Within Quick-Step, Keisse got to know a lot of riders. One of them is sprint bomb Mark Cavendish. The Briton rode for Lefevere's team once before from 2013 to 2015. In 2014 the Keisse-Cavendish duo won the Six Days of Zurich. Both riders created a bond. Keisse also played a role in Cavendish's return to the 'Wolfpack' in 2021. "In the months before, I had a lot of contact with Mark. We started racing almost at the same time and have seen each other a lot over the years. We always had a good understanding. It seemed like it was the end of his career. A minor one, because he had shown little or nothing for a few years. While I had the feeling that Mark was not finished yet. I knew that there were talks between Patrick and Mark, but I also knew that there was little progress. Patrick asked my opinion and I told him honestly that I believed he could still win races. Of course I didn't expect him to win four stages in the Tour de France, plus the green jersey. You could see from day one that he was very motivated. He has been working on his way back.

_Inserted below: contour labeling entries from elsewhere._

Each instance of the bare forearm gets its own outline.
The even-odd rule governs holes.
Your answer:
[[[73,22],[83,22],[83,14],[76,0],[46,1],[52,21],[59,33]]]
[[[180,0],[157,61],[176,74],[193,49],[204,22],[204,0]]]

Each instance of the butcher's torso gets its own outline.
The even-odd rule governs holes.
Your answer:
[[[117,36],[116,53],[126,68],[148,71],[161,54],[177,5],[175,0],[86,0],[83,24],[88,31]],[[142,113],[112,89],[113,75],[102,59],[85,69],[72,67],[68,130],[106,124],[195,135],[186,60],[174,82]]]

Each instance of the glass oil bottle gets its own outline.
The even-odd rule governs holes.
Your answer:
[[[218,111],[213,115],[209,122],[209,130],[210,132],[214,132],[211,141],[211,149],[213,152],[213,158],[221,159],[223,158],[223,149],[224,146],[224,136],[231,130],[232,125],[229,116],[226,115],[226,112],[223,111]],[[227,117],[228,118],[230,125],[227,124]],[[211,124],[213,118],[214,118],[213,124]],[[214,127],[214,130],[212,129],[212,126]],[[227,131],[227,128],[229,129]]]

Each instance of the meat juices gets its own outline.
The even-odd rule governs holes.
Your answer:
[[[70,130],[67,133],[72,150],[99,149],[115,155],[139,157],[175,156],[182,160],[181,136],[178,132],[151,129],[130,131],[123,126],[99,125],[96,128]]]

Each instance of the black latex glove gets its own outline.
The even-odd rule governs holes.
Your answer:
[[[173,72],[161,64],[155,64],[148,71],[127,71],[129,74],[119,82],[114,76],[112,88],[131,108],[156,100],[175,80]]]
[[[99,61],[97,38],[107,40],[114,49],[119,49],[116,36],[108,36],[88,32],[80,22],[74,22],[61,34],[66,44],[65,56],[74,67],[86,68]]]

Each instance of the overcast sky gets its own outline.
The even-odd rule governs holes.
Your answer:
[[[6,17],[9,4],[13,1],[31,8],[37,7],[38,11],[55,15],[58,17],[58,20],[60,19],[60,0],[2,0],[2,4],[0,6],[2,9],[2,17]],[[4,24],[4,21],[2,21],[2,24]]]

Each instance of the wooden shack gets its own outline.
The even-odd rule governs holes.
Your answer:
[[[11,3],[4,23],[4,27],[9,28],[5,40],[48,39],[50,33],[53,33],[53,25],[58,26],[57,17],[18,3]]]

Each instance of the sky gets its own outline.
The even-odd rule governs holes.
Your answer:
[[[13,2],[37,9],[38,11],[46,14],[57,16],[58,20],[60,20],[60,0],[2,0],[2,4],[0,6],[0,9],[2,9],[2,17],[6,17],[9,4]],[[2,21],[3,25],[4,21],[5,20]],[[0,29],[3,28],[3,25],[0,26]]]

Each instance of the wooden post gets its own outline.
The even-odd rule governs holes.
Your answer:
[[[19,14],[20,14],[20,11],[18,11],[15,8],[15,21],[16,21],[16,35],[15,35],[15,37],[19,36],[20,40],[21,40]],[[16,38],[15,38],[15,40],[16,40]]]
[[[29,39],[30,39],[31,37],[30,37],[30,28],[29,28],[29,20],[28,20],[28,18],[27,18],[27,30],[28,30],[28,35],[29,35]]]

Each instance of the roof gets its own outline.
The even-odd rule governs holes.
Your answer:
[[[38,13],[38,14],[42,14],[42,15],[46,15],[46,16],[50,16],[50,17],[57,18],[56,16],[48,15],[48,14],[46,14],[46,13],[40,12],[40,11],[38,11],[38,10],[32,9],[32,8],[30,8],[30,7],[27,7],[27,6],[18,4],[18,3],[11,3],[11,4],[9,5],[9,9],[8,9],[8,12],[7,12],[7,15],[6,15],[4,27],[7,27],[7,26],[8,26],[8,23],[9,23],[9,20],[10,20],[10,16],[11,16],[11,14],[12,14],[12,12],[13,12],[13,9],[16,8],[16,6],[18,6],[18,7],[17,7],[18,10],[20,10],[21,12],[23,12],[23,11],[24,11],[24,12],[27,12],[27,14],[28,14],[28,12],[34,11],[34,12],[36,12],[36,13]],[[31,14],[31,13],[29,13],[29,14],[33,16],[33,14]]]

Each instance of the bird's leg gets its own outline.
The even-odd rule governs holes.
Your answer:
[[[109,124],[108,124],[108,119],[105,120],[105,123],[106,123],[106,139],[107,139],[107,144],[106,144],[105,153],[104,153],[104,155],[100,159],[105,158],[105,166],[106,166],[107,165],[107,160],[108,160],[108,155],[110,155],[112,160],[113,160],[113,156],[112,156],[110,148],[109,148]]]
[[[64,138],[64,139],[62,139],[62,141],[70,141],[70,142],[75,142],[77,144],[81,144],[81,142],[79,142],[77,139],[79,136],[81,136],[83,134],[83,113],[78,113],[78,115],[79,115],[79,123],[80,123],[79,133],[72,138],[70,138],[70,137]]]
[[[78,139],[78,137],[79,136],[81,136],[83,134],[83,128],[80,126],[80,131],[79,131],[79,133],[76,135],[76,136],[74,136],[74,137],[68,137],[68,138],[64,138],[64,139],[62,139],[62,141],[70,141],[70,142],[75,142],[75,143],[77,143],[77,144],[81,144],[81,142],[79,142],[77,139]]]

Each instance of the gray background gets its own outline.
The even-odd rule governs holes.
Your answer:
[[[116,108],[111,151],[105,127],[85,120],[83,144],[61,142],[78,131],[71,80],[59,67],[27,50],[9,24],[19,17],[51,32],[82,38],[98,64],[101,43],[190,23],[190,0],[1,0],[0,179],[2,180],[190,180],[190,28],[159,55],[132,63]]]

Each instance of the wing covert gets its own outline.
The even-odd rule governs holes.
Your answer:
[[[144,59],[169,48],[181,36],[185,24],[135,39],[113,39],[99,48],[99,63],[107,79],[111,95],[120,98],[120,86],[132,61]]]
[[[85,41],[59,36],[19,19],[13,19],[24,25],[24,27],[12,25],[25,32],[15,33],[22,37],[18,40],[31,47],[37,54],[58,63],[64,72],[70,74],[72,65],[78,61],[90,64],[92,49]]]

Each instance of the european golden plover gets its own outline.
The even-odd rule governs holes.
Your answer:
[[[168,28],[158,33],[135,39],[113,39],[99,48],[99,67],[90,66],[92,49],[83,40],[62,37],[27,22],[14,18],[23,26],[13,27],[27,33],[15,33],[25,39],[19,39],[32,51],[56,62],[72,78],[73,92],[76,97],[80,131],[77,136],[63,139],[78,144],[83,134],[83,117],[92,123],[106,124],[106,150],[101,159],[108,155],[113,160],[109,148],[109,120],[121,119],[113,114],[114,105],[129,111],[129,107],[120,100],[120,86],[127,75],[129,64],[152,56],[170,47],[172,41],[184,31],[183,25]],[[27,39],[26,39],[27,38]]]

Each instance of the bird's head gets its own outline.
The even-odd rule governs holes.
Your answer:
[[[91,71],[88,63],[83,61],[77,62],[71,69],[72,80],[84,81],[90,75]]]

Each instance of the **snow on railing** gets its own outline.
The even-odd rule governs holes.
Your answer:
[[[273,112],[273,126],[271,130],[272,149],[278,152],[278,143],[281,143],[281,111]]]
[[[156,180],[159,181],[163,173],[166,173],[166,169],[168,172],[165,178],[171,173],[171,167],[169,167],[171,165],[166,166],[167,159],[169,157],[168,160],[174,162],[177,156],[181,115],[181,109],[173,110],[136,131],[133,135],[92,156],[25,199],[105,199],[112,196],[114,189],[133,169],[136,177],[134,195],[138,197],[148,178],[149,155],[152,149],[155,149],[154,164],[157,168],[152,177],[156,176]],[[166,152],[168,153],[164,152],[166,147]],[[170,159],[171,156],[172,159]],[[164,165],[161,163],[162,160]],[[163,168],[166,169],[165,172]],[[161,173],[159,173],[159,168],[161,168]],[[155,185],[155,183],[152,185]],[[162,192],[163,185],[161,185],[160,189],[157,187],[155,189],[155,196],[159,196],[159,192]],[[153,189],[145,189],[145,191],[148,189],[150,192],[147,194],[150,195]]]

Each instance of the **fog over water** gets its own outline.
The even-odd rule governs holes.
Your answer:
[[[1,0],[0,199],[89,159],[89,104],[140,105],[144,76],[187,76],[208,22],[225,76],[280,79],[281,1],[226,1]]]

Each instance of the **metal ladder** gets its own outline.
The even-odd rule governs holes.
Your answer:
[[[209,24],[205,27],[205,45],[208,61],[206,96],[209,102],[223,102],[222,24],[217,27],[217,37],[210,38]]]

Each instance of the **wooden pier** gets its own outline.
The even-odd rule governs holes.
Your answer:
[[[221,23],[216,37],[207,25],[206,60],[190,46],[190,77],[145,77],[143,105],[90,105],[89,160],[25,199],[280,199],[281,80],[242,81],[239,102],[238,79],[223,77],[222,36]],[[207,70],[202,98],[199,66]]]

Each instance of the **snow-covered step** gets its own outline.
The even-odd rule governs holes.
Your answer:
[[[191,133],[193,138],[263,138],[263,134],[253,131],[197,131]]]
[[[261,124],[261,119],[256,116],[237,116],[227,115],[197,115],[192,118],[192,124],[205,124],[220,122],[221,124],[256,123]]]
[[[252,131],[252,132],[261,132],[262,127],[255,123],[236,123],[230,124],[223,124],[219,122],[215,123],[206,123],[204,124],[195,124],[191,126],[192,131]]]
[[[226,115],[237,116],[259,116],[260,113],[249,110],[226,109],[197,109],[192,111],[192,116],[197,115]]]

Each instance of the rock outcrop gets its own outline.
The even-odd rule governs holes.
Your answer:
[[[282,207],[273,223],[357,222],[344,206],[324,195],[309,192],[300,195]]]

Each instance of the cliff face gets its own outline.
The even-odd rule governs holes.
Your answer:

Daarnaast speelt Keisse een belangrijke rol in de evolutie van Remco Evenepoel. Hij probeert zijn jarenlange ervaring door te geven aan de jonge snaak. Tijdens stages en koersen zijn beide renners vaste kamergenoten. Zo ook bij de eerste grote ronde van Remco, de Giro in 2021. Daarnaast beschermt Keisse Evenepoel richting de buitenwereld. Met kleine tips brengt hij de Vlaams-Brabander ook naast de fiets veel bij. Remco heeft in Keisse een vertrouwenspersoon gevonden.

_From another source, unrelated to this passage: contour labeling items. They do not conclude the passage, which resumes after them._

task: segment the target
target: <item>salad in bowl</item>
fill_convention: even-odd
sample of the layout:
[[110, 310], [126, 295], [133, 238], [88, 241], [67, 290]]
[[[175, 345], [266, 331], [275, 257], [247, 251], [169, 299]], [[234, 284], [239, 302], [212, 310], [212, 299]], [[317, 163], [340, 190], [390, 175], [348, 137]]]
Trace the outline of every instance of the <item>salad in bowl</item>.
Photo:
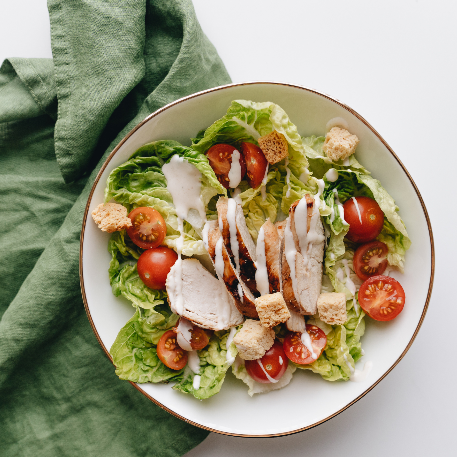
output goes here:
[[92, 217], [136, 310], [110, 351], [121, 379], [202, 399], [230, 368], [251, 396], [297, 368], [368, 375], [365, 319], [403, 309], [388, 274], [410, 241], [347, 129], [303, 137], [278, 105], [238, 100], [190, 147], [154, 141], [112, 171]]

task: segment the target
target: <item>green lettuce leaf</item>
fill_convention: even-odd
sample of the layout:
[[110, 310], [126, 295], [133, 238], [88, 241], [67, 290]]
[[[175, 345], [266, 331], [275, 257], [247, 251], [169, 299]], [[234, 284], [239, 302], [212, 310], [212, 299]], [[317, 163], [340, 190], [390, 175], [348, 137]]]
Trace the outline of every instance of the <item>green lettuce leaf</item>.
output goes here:
[[110, 354], [121, 379], [134, 383], [159, 383], [178, 381], [183, 370], [172, 370], [157, 356], [155, 347], [140, 335], [141, 324], [138, 311], [121, 329]]
[[[186, 367], [183, 377], [173, 388], [186, 393], [191, 393], [196, 398], [202, 400], [209, 398], [218, 393], [225, 378], [225, 373], [229, 365], [227, 362], [226, 343], [230, 332], [221, 330], [215, 332], [206, 347], [198, 351], [200, 357], [201, 377], [200, 387], [194, 388], [193, 381], [196, 373]], [[236, 346], [233, 343], [230, 347], [231, 353], [234, 356]]]

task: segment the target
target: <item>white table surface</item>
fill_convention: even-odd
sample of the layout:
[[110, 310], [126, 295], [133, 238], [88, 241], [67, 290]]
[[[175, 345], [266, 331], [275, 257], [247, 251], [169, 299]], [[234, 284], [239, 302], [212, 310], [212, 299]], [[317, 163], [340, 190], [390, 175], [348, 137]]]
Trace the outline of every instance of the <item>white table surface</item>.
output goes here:
[[[456, 4], [194, 4], [234, 82], [271, 80], [312, 87], [349, 105], [379, 132], [422, 193], [434, 230], [436, 265], [429, 310], [414, 343], [358, 403], [291, 436], [211, 433], [186, 456], [455, 455]], [[46, 0], [0, 3], [0, 61], [9, 56], [52, 57]]]

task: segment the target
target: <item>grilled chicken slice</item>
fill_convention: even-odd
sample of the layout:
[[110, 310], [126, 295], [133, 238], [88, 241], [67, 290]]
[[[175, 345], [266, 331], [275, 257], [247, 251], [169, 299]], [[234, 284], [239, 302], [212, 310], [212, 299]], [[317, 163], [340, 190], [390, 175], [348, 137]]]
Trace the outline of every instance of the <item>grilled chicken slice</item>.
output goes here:
[[233, 298], [235, 305], [241, 314], [248, 317], [259, 319], [254, 304], [254, 296], [244, 281], [238, 276], [232, 264], [223, 238], [219, 229], [218, 221], [211, 221], [207, 228], [208, 253], [211, 258], [218, 276], [222, 276], [228, 293]]
[[[252, 240], [243, 212], [243, 208], [233, 198], [220, 197], [216, 207], [219, 228], [232, 263], [239, 266], [239, 276], [256, 297], [259, 296], [255, 284], [255, 245]], [[231, 236], [234, 235], [236, 237]]]
[[[261, 228], [263, 229], [264, 233], [265, 263], [270, 285], [269, 293], [276, 293], [276, 292], [282, 292], [281, 266], [281, 241], [278, 234], [278, 229], [270, 221], [269, 218], [265, 221]], [[261, 242], [259, 241], [259, 239], [257, 239], [257, 266], [259, 268], [260, 266], [259, 265], [259, 262], [260, 261], [260, 259], [259, 258], [258, 250], [260, 249], [261, 250], [262, 248]]]
[[[184, 307], [181, 315], [199, 327], [218, 330], [239, 325], [243, 322], [224, 284], [197, 259], [184, 259], [181, 272]], [[177, 263], [167, 276], [165, 286], [170, 305], [177, 298], [173, 287], [179, 278]], [[204, 291], [204, 293], [202, 293]]]
[[[315, 238], [318, 239], [312, 244], [308, 244], [306, 236], [304, 236], [303, 228], [296, 227], [295, 210], [300, 201], [294, 202], [289, 210], [288, 218], [297, 251], [294, 268], [297, 278], [297, 294], [296, 296], [290, 267], [286, 259], [285, 246], [286, 224], [280, 232], [282, 235], [282, 294], [290, 309], [300, 314], [309, 315], [315, 314], [317, 310], [317, 299], [320, 293], [322, 278], [324, 239], [320, 216], [318, 210], [314, 211], [314, 199], [308, 194], [304, 198], [307, 204], [306, 233], [309, 233], [311, 229]], [[300, 236], [297, 234], [297, 228], [298, 233], [301, 234]]]

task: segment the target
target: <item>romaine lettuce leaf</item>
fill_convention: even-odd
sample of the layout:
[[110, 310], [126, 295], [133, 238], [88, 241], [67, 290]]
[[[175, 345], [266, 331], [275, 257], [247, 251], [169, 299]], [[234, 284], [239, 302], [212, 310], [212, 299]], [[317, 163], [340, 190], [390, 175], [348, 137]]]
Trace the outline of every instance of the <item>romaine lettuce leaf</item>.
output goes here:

In a few months, the Ghent native will retire as a professional cyclist. Despite some difficult periods Keisse looks back on a successful career. "I think I have achieved the most I could. Even more than some people ever imagined." One dream remains for him. "I would like to finish well in Ghent. In the Six Days I want to go for a win one last time with a good teammate." A beautiful farewell he will undoubtedly get, but with a victory 't Kuipke will really shake on its foundations. Remember Kenny De Ketele last year.
A farewell as a rider does not mean a farewell to the world of cycling for Keisse. As of 2023, the man from Ghent will work as a sport director at Quick-Step Alpha Vinyl and will contribute to the rejuvenation of the staff. "I know all the riders and everyone knows me. My role as road captain, which I have fulfilled in recent years, is somewhat similar to the role of team leader. I get on well with young riders and have experienced a lot over the years. I also know a lot of people outside the team, which is definitely an advantage as a team leader. Moreover, it is an easy transition after my active career. But first I will work hard as a rider until December 1st," Keisse concludes.